[ RadSafe ] Radium history question - internal contamination

J. Marshall Reber jmarshall.reber at comcast.net
Fri Oct 28 12:37:11 CDT 2011


On Oct 28, 2011, at 10:17 AM, Bjorn Cedervall wrote:

> It is certainly clear that some people working with radium during the approx. years 1910-1940 became heavily contaminated with radium and even exhaled radon as a consequence of the radium burden (the dial painters are probably the best known examples, see Claudia Clark's Radium Girls which is great reading for anyone interested in that particular tragedy). 

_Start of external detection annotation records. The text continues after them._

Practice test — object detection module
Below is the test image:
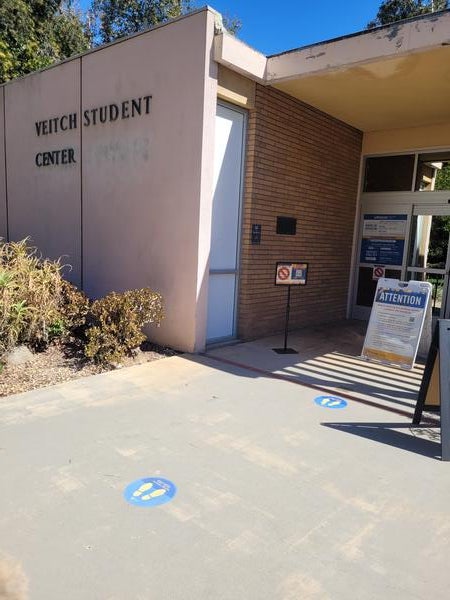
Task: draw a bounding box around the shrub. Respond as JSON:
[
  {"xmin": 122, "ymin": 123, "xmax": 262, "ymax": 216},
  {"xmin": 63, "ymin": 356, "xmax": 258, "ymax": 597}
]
[
  {"xmin": 0, "ymin": 240, "xmax": 62, "ymax": 352},
  {"xmin": 84, "ymin": 288, "xmax": 164, "ymax": 364},
  {"xmin": 60, "ymin": 279, "xmax": 89, "ymax": 331}
]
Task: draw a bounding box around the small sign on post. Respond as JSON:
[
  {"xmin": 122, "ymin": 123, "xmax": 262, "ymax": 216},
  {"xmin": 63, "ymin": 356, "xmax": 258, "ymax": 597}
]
[
  {"xmin": 273, "ymin": 262, "xmax": 308, "ymax": 354},
  {"xmin": 372, "ymin": 265, "xmax": 386, "ymax": 281}
]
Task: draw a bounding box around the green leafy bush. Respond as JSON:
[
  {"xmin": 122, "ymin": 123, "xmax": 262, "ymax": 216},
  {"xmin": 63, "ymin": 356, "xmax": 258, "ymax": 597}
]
[
  {"xmin": 84, "ymin": 288, "xmax": 164, "ymax": 364},
  {"xmin": 0, "ymin": 240, "xmax": 62, "ymax": 353}
]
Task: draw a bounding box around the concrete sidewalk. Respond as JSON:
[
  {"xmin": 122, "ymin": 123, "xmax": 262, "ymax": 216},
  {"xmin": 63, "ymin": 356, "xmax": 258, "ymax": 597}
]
[
  {"xmin": 0, "ymin": 356, "xmax": 450, "ymax": 600},
  {"xmin": 207, "ymin": 321, "xmax": 424, "ymax": 413}
]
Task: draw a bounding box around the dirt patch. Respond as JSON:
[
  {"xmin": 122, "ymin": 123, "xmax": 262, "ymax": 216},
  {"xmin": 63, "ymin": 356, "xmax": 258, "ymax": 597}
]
[{"xmin": 0, "ymin": 342, "xmax": 176, "ymax": 397}]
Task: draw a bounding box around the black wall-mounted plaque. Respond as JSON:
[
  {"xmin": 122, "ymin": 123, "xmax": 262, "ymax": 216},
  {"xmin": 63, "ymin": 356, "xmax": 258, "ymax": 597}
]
[
  {"xmin": 277, "ymin": 217, "xmax": 297, "ymax": 235},
  {"xmin": 252, "ymin": 223, "xmax": 262, "ymax": 244}
]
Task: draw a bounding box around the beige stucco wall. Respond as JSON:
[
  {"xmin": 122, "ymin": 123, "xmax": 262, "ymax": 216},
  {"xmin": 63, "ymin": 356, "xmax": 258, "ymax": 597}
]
[
  {"xmin": 217, "ymin": 65, "xmax": 256, "ymax": 109},
  {"xmin": 0, "ymin": 9, "xmax": 217, "ymax": 351},
  {"xmin": 82, "ymin": 12, "xmax": 216, "ymax": 350},
  {"xmin": 0, "ymin": 89, "xmax": 7, "ymax": 239},
  {"xmin": 4, "ymin": 60, "xmax": 81, "ymax": 285},
  {"xmin": 362, "ymin": 123, "xmax": 450, "ymax": 155}
]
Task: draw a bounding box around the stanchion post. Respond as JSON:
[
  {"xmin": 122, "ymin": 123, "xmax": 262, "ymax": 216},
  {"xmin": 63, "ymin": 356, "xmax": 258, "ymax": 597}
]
[
  {"xmin": 439, "ymin": 319, "xmax": 450, "ymax": 461},
  {"xmin": 283, "ymin": 285, "xmax": 292, "ymax": 352}
]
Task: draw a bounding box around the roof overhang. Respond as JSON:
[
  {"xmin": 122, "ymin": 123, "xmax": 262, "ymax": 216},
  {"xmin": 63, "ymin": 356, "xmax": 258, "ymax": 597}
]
[{"xmin": 216, "ymin": 11, "xmax": 450, "ymax": 131}]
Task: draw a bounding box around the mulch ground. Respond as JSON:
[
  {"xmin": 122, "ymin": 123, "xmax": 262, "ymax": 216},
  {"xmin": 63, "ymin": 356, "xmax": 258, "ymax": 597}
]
[{"xmin": 0, "ymin": 342, "xmax": 176, "ymax": 397}]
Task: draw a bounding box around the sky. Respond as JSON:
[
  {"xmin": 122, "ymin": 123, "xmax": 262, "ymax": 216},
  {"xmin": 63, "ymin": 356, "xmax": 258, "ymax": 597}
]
[{"xmin": 81, "ymin": 0, "xmax": 381, "ymax": 55}]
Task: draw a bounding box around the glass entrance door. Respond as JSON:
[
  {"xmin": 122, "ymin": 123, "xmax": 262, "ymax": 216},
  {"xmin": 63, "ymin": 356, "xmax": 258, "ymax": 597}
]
[{"xmin": 407, "ymin": 206, "xmax": 450, "ymax": 319}]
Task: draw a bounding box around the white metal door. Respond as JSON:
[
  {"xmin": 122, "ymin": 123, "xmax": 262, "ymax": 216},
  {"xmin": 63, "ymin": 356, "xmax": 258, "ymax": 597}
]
[{"xmin": 206, "ymin": 104, "xmax": 245, "ymax": 343}]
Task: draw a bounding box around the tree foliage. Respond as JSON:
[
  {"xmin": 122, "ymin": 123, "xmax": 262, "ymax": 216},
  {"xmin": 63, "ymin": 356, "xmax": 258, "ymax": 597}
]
[
  {"xmin": 91, "ymin": 0, "xmax": 191, "ymax": 44},
  {"xmin": 0, "ymin": 0, "xmax": 90, "ymax": 83},
  {"xmin": 367, "ymin": 0, "xmax": 449, "ymax": 29}
]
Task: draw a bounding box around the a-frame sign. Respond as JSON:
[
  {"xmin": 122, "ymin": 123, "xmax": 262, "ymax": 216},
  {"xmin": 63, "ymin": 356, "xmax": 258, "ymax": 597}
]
[{"xmin": 413, "ymin": 319, "xmax": 450, "ymax": 461}]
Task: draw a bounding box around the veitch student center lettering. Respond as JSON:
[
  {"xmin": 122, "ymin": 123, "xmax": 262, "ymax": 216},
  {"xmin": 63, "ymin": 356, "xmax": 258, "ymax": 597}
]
[
  {"xmin": 35, "ymin": 96, "xmax": 152, "ymax": 167},
  {"xmin": 0, "ymin": 8, "xmax": 450, "ymax": 351}
]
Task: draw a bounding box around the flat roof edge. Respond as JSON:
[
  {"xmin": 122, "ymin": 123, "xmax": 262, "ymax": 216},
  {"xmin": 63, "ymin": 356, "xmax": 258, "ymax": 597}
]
[
  {"xmin": 0, "ymin": 5, "xmax": 214, "ymax": 89},
  {"xmin": 267, "ymin": 8, "xmax": 450, "ymax": 59}
]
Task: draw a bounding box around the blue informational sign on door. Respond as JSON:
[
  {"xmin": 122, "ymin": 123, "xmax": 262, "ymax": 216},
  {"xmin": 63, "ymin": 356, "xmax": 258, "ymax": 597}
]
[
  {"xmin": 314, "ymin": 396, "xmax": 347, "ymax": 408},
  {"xmin": 359, "ymin": 214, "xmax": 408, "ymax": 266},
  {"xmin": 123, "ymin": 477, "xmax": 177, "ymax": 507}
]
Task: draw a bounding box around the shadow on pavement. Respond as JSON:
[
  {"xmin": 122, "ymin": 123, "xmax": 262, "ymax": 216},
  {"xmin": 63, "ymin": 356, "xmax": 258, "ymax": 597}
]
[{"xmin": 321, "ymin": 423, "xmax": 441, "ymax": 459}]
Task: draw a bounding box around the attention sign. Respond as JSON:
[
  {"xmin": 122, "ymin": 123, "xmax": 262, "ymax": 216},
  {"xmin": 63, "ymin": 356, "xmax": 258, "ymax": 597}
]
[
  {"xmin": 275, "ymin": 262, "xmax": 308, "ymax": 285},
  {"xmin": 362, "ymin": 278, "xmax": 431, "ymax": 369}
]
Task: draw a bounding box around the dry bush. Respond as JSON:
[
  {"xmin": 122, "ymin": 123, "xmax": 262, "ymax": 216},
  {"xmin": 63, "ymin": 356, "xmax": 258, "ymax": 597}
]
[
  {"xmin": 84, "ymin": 288, "xmax": 164, "ymax": 364},
  {"xmin": 59, "ymin": 279, "xmax": 89, "ymax": 331},
  {"xmin": 0, "ymin": 240, "xmax": 62, "ymax": 352}
]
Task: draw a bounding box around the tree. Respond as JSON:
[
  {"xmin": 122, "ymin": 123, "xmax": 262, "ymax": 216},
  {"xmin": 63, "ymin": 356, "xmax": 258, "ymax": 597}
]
[
  {"xmin": 89, "ymin": 0, "xmax": 241, "ymax": 44},
  {"xmin": 91, "ymin": 0, "xmax": 191, "ymax": 44},
  {"xmin": 0, "ymin": 0, "xmax": 90, "ymax": 83},
  {"xmin": 367, "ymin": 0, "xmax": 449, "ymax": 29}
]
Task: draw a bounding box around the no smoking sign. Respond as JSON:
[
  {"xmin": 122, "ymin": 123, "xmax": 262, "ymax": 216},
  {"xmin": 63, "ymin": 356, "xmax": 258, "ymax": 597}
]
[
  {"xmin": 275, "ymin": 262, "xmax": 308, "ymax": 285},
  {"xmin": 372, "ymin": 267, "xmax": 386, "ymax": 281}
]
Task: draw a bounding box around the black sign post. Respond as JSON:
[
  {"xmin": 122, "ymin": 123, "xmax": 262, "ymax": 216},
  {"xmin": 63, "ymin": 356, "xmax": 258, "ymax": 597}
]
[
  {"xmin": 439, "ymin": 319, "xmax": 450, "ymax": 460},
  {"xmin": 413, "ymin": 319, "xmax": 450, "ymax": 461},
  {"xmin": 272, "ymin": 262, "xmax": 308, "ymax": 354}
]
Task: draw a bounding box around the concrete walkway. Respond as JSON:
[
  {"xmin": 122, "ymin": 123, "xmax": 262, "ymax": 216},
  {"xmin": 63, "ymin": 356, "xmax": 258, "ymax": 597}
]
[
  {"xmin": 207, "ymin": 321, "xmax": 424, "ymax": 414},
  {"xmin": 0, "ymin": 356, "xmax": 450, "ymax": 600}
]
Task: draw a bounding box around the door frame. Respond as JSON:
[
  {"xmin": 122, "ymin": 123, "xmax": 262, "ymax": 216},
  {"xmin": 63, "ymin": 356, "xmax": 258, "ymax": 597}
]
[
  {"xmin": 350, "ymin": 192, "xmax": 450, "ymax": 320},
  {"xmin": 206, "ymin": 99, "xmax": 248, "ymax": 347}
]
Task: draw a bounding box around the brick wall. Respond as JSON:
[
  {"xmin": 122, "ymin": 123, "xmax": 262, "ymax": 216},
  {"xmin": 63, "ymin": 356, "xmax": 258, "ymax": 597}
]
[{"xmin": 238, "ymin": 86, "xmax": 362, "ymax": 339}]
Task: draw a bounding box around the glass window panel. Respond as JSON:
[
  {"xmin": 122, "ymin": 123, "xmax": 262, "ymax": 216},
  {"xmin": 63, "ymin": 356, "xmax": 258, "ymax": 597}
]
[
  {"xmin": 415, "ymin": 151, "xmax": 450, "ymax": 192},
  {"xmin": 364, "ymin": 154, "xmax": 415, "ymax": 192},
  {"xmin": 408, "ymin": 215, "xmax": 450, "ymax": 269},
  {"xmin": 408, "ymin": 271, "xmax": 445, "ymax": 317},
  {"xmin": 356, "ymin": 267, "xmax": 401, "ymax": 306}
]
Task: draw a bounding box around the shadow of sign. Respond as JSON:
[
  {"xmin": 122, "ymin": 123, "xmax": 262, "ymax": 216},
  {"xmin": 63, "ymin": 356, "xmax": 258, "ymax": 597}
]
[{"xmin": 321, "ymin": 423, "xmax": 441, "ymax": 459}]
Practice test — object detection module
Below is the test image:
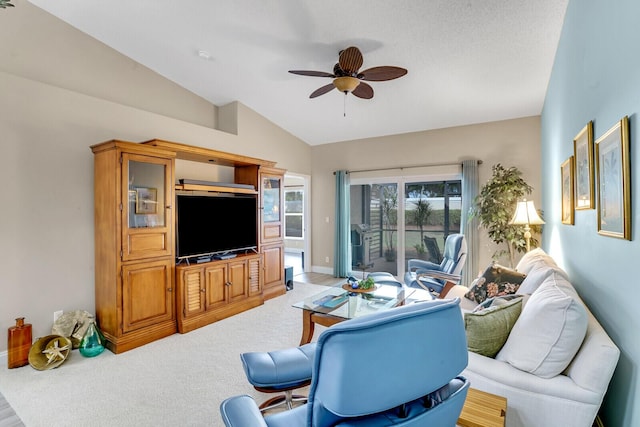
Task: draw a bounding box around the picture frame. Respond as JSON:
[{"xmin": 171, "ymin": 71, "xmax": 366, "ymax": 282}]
[
  {"xmin": 560, "ymin": 156, "xmax": 575, "ymax": 225},
  {"xmin": 595, "ymin": 116, "xmax": 631, "ymax": 240},
  {"xmin": 136, "ymin": 187, "xmax": 158, "ymax": 215},
  {"xmin": 573, "ymin": 121, "xmax": 596, "ymax": 210}
]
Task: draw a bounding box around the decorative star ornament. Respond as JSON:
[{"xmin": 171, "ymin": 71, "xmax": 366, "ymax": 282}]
[{"xmin": 42, "ymin": 340, "xmax": 69, "ymax": 365}]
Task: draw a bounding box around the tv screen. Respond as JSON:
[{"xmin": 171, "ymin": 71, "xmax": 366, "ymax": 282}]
[{"xmin": 176, "ymin": 193, "xmax": 258, "ymax": 258}]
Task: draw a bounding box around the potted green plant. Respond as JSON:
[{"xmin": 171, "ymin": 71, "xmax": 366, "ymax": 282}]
[{"xmin": 471, "ymin": 163, "xmax": 542, "ymax": 267}]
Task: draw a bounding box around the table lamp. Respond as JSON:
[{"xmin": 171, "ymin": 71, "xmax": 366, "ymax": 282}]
[{"xmin": 509, "ymin": 199, "xmax": 544, "ymax": 252}]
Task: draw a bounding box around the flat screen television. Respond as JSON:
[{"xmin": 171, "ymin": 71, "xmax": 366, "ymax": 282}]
[{"xmin": 176, "ymin": 193, "xmax": 258, "ymax": 259}]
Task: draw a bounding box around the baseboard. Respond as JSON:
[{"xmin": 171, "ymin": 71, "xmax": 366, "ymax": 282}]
[{"xmin": 311, "ymin": 265, "xmax": 333, "ymax": 274}]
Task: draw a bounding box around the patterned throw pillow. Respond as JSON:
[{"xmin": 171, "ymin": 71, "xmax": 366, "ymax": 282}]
[{"xmin": 464, "ymin": 263, "xmax": 526, "ymax": 303}]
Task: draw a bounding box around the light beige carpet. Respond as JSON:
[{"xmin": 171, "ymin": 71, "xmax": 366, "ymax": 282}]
[{"xmin": 0, "ymin": 282, "xmax": 323, "ymax": 427}]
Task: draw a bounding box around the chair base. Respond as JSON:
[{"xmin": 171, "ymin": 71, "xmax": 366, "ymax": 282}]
[{"xmin": 256, "ymin": 387, "xmax": 307, "ymax": 412}]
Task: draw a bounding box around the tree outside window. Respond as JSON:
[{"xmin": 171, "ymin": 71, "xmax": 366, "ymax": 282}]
[{"xmin": 284, "ymin": 189, "xmax": 304, "ymax": 239}]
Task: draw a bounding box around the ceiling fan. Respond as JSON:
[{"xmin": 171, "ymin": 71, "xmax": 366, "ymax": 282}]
[{"xmin": 289, "ymin": 46, "xmax": 407, "ymax": 99}]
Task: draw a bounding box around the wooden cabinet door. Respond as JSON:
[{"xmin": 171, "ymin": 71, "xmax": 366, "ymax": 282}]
[
  {"xmin": 122, "ymin": 259, "xmax": 175, "ymax": 333},
  {"xmin": 228, "ymin": 261, "xmax": 249, "ymax": 302},
  {"xmin": 204, "ymin": 263, "xmax": 228, "ymax": 310},
  {"xmin": 247, "ymin": 257, "xmax": 262, "ymax": 297},
  {"xmin": 120, "ymin": 153, "xmax": 174, "ymax": 261},
  {"xmin": 177, "ymin": 267, "xmax": 205, "ymax": 317}
]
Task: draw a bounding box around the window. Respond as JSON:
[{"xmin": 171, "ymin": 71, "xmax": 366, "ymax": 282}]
[
  {"xmin": 350, "ymin": 173, "xmax": 462, "ymax": 277},
  {"xmin": 284, "ymin": 189, "xmax": 304, "ymax": 239}
]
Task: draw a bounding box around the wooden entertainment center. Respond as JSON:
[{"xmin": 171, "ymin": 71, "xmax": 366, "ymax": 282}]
[{"xmin": 91, "ymin": 139, "xmax": 286, "ymax": 353}]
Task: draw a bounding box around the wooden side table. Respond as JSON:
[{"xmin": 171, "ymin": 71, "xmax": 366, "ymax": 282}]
[{"xmin": 458, "ymin": 388, "xmax": 507, "ymax": 427}]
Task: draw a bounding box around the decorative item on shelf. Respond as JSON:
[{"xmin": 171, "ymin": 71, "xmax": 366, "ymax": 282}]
[
  {"xmin": 79, "ymin": 320, "xmax": 104, "ymax": 357},
  {"xmin": 509, "ymin": 199, "xmax": 544, "ymax": 252},
  {"xmin": 29, "ymin": 335, "xmax": 73, "ymax": 371},
  {"xmin": 7, "ymin": 317, "xmax": 32, "ymax": 369}
]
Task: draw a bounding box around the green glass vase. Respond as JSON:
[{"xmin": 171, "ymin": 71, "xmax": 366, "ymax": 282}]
[{"xmin": 78, "ymin": 321, "xmax": 104, "ymax": 357}]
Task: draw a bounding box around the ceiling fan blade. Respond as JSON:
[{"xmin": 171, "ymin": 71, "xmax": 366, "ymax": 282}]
[
  {"xmin": 309, "ymin": 83, "xmax": 335, "ymax": 98},
  {"xmin": 338, "ymin": 46, "xmax": 363, "ymax": 75},
  {"xmin": 351, "ymin": 82, "xmax": 373, "ymax": 99},
  {"xmin": 358, "ymin": 66, "xmax": 407, "ymax": 82},
  {"xmin": 289, "ymin": 70, "xmax": 335, "ymax": 78}
]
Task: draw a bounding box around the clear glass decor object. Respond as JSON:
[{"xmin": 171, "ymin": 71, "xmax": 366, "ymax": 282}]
[{"xmin": 79, "ymin": 321, "xmax": 104, "ymax": 357}]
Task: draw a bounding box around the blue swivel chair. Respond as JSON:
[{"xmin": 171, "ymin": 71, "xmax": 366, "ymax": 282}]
[
  {"xmin": 404, "ymin": 234, "xmax": 467, "ymax": 294},
  {"xmin": 220, "ymin": 299, "xmax": 469, "ymax": 427}
]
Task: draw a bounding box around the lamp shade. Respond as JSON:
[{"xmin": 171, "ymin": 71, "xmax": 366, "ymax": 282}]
[{"xmin": 509, "ymin": 200, "xmax": 544, "ymax": 225}]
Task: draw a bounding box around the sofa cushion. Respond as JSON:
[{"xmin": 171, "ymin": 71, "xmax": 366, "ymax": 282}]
[
  {"xmin": 496, "ymin": 271, "xmax": 587, "ymax": 378},
  {"xmin": 516, "ymin": 248, "xmax": 558, "ymax": 274},
  {"xmin": 473, "ymin": 294, "xmax": 528, "ymax": 313},
  {"xmin": 516, "ymin": 265, "xmax": 554, "ymax": 295},
  {"xmin": 464, "ymin": 297, "xmax": 522, "ymax": 357}
]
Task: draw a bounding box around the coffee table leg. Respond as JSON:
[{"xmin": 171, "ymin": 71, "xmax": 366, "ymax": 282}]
[{"xmin": 300, "ymin": 310, "xmax": 316, "ymax": 345}]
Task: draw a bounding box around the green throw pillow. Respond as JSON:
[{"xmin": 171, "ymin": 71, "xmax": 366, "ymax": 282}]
[{"xmin": 464, "ymin": 298, "xmax": 522, "ymax": 358}]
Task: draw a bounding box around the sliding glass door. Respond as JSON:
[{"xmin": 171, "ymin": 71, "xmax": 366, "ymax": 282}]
[
  {"xmin": 403, "ymin": 180, "xmax": 462, "ymax": 268},
  {"xmin": 351, "ymin": 176, "xmax": 461, "ymax": 280},
  {"xmin": 351, "ymin": 183, "xmax": 398, "ymax": 278}
]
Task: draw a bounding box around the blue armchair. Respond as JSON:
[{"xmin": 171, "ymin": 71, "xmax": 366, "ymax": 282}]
[
  {"xmin": 220, "ymin": 299, "xmax": 469, "ymax": 427},
  {"xmin": 404, "ymin": 234, "xmax": 467, "ymax": 294}
]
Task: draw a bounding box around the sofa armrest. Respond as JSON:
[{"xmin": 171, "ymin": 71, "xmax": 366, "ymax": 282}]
[{"xmin": 220, "ymin": 395, "xmax": 267, "ymax": 427}]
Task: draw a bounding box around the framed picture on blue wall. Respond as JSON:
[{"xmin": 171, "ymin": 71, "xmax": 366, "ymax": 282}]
[
  {"xmin": 573, "ymin": 121, "xmax": 596, "ymax": 210},
  {"xmin": 560, "ymin": 156, "xmax": 574, "ymax": 225},
  {"xmin": 596, "ymin": 116, "xmax": 631, "ymax": 240}
]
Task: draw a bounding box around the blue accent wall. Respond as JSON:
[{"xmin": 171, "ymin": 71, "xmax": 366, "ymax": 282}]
[{"xmin": 541, "ymin": 0, "xmax": 640, "ymax": 427}]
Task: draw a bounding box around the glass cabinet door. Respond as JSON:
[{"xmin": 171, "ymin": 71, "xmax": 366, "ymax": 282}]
[
  {"xmin": 121, "ymin": 153, "xmax": 173, "ymax": 261},
  {"xmin": 260, "ymin": 174, "xmax": 283, "ymax": 242}
]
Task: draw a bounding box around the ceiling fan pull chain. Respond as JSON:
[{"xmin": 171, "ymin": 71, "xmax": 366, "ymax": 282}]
[{"xmin": 342, "ymin": 92, "xmax": 347, "ymax": 117}]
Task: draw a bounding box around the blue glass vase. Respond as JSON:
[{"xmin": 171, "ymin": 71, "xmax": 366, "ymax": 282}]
[{"xmin": 79, "ymin": 321, "xmax": 104, "ymax": 357}]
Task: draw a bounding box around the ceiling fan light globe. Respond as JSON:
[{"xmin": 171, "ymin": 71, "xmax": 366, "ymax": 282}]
[{"xmin": 333, "ymin": 76, "xmax": 360, "ymax": 93}]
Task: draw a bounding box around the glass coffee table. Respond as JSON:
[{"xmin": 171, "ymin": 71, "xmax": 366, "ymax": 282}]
[{"xmin": 293, "ymin": 284, "xmax": 433, "ymax": 345}]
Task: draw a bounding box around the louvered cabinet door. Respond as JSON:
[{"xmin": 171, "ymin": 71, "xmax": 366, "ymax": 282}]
[
  {"xmin": 248, "ymin": 258, "xmax": 262, "ymax": 297},
  {"xmin": 204, "ymin": 263, "xmax": 229, "ymax": 310},
  {"xmin": 178, "ymin": 267, "xmax": 205, "ymax": 317}
]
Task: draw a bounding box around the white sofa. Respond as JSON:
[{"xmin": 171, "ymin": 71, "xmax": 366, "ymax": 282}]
[{"xmin": 444, "ymin": 249, "xmax": 620, "ymax": 427}]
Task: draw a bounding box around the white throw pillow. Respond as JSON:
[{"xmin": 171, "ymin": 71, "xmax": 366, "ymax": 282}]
[
  {"xmin": 516, "ymin": 261, "xmax": 568, "ymax": 295},
  {"xmin": 496, "ymin": 271, "xmax": 587, "ymax": 378},
  {"xmin": 516, "ymin": 248, "xmax": 558, "ymax": 274}
]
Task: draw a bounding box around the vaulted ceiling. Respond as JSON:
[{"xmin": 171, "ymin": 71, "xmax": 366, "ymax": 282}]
[{"xmin": 30, "ymin": 0, "xmax": 568, "ymax": 145}]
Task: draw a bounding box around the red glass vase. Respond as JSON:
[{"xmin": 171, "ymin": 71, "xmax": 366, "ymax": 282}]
[{"xmin": 7, "ymin": 317, "xmax": 33, "ymax": 369}]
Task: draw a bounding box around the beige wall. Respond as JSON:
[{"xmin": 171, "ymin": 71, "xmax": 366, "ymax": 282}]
[
  {"xmin": 311, "ymin": 116, "xmax": 541, "ymax": 271},
  {"xmin": 0, "ymin": 0, "xmax": 311, "ymax": 352},
  {"xmin": 0, "ymin": 0, "xmax": 540, "ymax": 352}
]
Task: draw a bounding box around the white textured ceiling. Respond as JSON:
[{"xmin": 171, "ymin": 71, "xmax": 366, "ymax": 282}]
[{"xmin": 30, "ymin": 0, "xmax": 568, "ymax": 145}]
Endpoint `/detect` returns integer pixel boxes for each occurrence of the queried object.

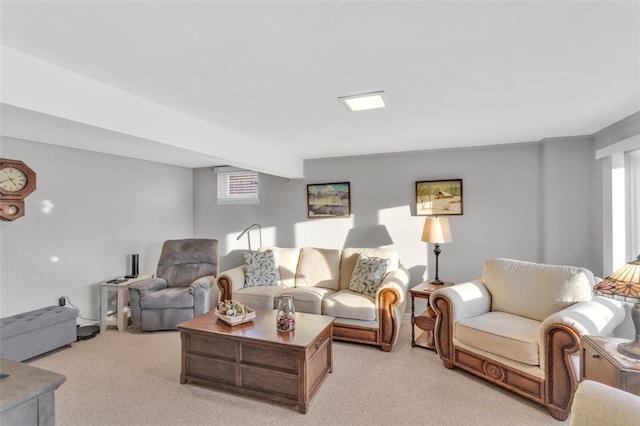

Although I took Robley Evans graduate course at MIT, a good buddy was a thesis student of his.  My friend was involved in measuring the radon exhaled by many "Radium Girls" who had not developed bone cancers many years before.  It was curious that these women seemed to be living longer than the normal lifespans of unexposed women.  The real tragedy was the canceling of government support for such monitoring while many of the women were still alive!  A scientific opportunity was lost that will probably never be available again.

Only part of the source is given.